Che se poi una temeraria curiosità, la qual ne' più ciechi per ignoranza suol essere più vogliosa di vedere quel che non è visibile ad occhio vivente, ci porta a rinvenire il perché del rimanersi tuttavia al buio della verità e della fede tante nazioni incognite al nostro mondo; e del morir prima di nascere tanti bambini privi della grazia battesimale e, per conseguente, della beata vision di Dio; e del ravvedersi alla morte uomini sceleratissimi, e de' buoni mancarne a mezzo la via e rovinar perduti; e, per dir brieve, di ciò che s'attiene all'ordine dell'eterna predestinazione, qui sì che il capo debole ci si aggira e a' più savi pare indovinarla a divertirne il pensiero e tornarsi di volo a chiudere nell'oscurità dell'arca, come la colomba di No è, che mandatane non trovò su che posare il piede.

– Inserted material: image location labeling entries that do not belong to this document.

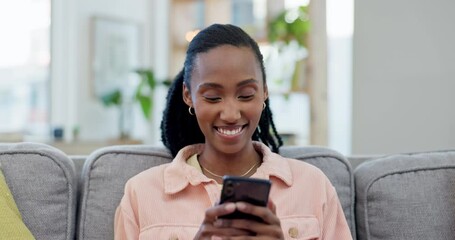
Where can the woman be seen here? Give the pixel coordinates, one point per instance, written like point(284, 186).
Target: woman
point(217, 111)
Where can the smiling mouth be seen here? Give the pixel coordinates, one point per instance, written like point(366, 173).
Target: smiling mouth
point(229, 131)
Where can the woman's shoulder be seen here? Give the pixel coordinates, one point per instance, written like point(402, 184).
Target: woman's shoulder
point(149, 175)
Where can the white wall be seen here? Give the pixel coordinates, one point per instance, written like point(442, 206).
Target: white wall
point(404, 76)
point(73, 102)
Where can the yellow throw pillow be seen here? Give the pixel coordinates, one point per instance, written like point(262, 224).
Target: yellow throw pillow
point(11, 224)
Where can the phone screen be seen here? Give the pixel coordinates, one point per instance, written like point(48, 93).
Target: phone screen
point(250, 190)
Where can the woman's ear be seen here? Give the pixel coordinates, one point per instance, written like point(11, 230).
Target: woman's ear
point(186, 94)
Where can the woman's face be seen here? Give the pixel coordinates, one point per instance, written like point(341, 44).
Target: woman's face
point(227, 94)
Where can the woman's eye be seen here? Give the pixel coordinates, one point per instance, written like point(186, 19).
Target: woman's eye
point(212, 99)
point(246, 97)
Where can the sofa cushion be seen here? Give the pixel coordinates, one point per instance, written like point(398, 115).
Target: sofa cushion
point(406, 196)
point(43, 183)
point(103, 178)
point(106, 171)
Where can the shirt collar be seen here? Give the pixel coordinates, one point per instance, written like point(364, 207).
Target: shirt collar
point(178, 175)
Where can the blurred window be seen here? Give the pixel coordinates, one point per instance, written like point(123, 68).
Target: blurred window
point(24, 66)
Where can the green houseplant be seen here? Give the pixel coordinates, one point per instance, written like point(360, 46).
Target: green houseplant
point(288, 33)
point(143, 94)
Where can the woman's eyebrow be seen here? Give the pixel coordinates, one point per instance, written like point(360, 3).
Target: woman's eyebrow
point(219, 86)
point(209, 85)
point(246, 82)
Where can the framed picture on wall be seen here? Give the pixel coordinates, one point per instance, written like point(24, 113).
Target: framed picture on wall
point(115, 53)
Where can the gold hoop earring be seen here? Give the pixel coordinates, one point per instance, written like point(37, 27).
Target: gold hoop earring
point(189, 111)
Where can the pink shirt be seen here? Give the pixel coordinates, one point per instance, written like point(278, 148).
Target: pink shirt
point(169, 201)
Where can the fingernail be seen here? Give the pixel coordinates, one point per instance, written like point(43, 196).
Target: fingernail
point(217, 223)
point(240, 205)
point(230, 206)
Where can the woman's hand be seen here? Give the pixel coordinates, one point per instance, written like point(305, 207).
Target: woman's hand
point(208, 229)
point(214, 227)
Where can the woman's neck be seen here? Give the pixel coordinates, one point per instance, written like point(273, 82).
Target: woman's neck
point(215, 163)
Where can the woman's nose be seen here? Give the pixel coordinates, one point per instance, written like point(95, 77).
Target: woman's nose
point(230, 112)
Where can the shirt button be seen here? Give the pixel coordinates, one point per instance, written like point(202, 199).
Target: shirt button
point(173, 237)
point(293, 232)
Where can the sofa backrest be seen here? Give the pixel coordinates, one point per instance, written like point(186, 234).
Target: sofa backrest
point(106, 171)
point(406, 196)
point(43, 183)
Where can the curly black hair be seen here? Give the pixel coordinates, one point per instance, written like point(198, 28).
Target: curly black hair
point(178, 127)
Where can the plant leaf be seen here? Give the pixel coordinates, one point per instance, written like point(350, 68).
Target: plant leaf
point(113, 98)
point(146, 105)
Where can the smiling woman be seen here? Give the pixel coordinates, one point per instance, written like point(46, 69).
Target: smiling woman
point(217, 122)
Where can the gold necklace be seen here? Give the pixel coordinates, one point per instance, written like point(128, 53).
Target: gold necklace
point(216, 175)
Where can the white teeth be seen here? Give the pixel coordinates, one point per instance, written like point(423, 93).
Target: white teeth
point(229, 132)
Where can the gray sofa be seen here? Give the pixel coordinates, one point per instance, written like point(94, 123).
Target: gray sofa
point(408, 196)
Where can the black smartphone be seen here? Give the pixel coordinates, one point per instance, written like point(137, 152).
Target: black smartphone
point(250, 190)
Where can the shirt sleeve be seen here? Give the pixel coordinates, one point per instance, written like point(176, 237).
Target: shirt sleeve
point(125, 225)
point(335, 225)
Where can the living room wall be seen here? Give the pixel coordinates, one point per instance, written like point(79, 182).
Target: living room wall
point(73, 101)
point(404, 76)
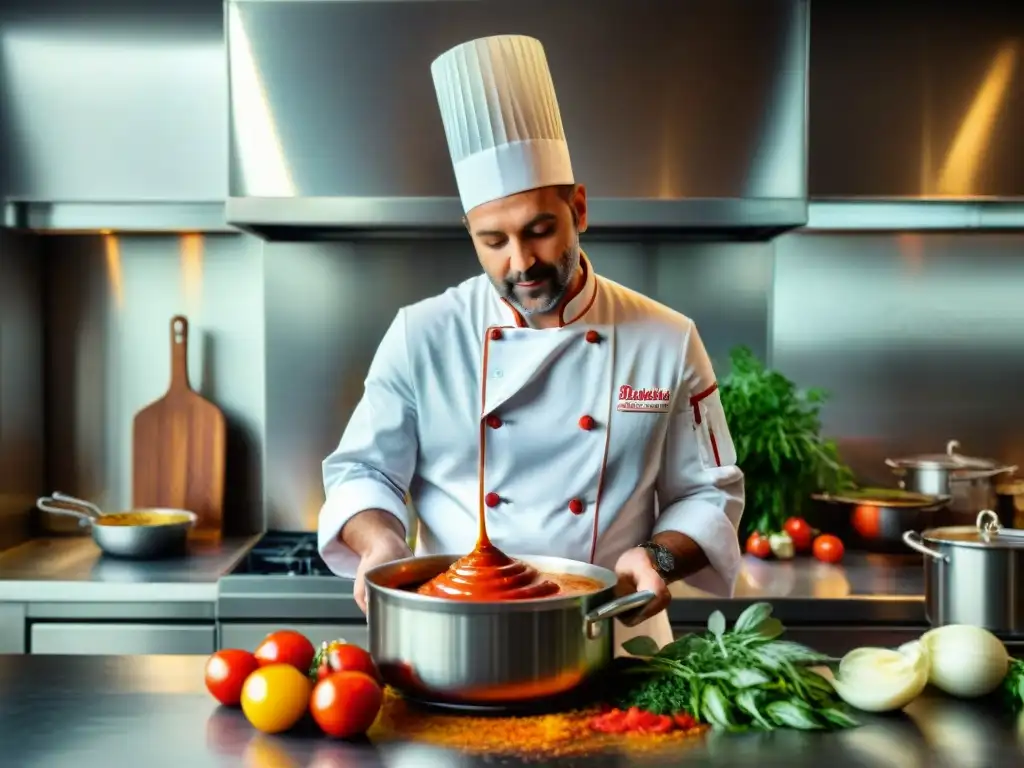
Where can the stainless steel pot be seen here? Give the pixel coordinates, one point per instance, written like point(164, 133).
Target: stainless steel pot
point(879, 517)
point(969, 481)
point(972, 574)
point(133, 542)
point(491, 653)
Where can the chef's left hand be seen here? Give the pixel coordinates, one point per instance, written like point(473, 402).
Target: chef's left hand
point(637, 574)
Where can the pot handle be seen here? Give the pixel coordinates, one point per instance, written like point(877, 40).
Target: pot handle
point(912, 540)
point(614, 608)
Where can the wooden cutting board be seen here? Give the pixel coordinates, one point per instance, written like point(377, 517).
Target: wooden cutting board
point(178, 446)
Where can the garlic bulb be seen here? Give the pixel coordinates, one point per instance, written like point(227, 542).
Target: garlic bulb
point(882, 679)
point(966, 660)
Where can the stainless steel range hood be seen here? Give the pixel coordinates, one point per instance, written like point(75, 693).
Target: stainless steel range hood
point(683, 119)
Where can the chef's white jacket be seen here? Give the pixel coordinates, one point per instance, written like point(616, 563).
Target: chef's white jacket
point(597, 434)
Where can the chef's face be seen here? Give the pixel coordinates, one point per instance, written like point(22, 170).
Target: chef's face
point(528, 245)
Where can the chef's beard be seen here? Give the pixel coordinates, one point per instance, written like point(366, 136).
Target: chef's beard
point(556, 281)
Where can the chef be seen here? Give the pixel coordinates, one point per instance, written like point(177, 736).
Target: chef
point(583, 418)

Quasi non vi sia in che acquetar l'animo fino a godere di quanto Iddio dispone in questo altissimo affare come d'opera, secondo ogni dovere, così ben ordinata che meglio non si potrebbe: nulla perciò nocendo il non poterne noi qui veder le cagioni né comprendere il modo.

 

Or come io nel libro antecedente v'ho di passo in passo condotto salendo per le opere di Dio a Dio loro operatore, rifermandovi in questa indubitabile verità, e credo anche evidente, ch'egli v'è e ciò ch'è fuor di lui è da lui; così ora da lui scenderò giù a voi, e da questo principio, dell'esservi Iddio e dell'esser sua opera il mondo, ne andrò traendo conseguenti già non più solo speculativi per istruzion della mente, ma, dirò così, maneschi, e da usare al bisogno per quiete dell'animo, per moderazion degli affetti, per regola della vita. Il che come mi sia per venir fatto sallo chi m 'ha a dare quel più o meno intendimento che gli sarà in piacere ch'io adoperi. Ben so io certo che il saldamente apprendere le seguenti certissime verità è mettere il timone a una nave, cioè al cuor d'un uomo che, senza esso, è costretto ubbidire ad ogni vento e andare all'incerta qua e là fortunando, continuo su l'affondare e, con esso, a ogni vento si fa ubbidire, naviga a termine disegnato e, sia tempesta sia calma, né pericola né si trasvia.